Anak Seni Yang Humoris

Halo semuanya, pada kesempatan kali ini mari kita isi masa liburan kita dengan selingan-selingan dalam blog ini. Kali ini, saya ingin sekali menceritakan tentang teman baikku, Frans Dicky Naibaho. Tetapi ia lebih akrab disapa Dicky.



Dicky adalah salah satu peserta didik di sebuah sekolah swasta katolik SMP Santa Maria. Ia mulai akrab denganku semenjak menduduki bangku kelas delapan. Mengenai bakat dan talentanya, tidak perlu diragukan lagi. Ia sangat menguasai berbagai instrumen musik terutama biola. Jemari tangannya sangat lihai memainkan alat musik yang mungkin cukup rumit dimainkan oleh beberapa orang.
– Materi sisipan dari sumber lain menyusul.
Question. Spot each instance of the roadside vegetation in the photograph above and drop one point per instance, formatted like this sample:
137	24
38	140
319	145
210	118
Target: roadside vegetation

Kemahirannya bermain biola patut diacungi jempol, karena ia telah banyak mengikuti lomba-lomba dan meraih beberapa piala kemenangan dari lomba-lomba itu. Ia juga sering diundang oleh pihak sekolah untuk mengisi berbagai acara seperti; Perayaan Natal, Perayaan Ulang Tahun Sekolah, Perayaan SMAYAVA, dan masih banyak lagi yang tidak mungkin disebutkan satu per satu karena mungkin sampai besok baru kelar (#Majas Hiperbola). Selain mahir memainkan instrumen musik, ia juga sangat mahir memandu angkota paduan suara. Ia terlihat sangat berwibawah berdiri di depan anggota paduan suara sambil mengayunkan jari-jemarinya. Tidak hanya sampai di situ, ia juga dikenal sebagai bintang dalam dunia jepret-menjepret. Sebuah Canon menjadi salah satu barang yang tidak boleh dilupakan baginya. Setiap ada momen istimewa, ia selalu mengabadikannya lewat jepretan demi jepretan kameranya.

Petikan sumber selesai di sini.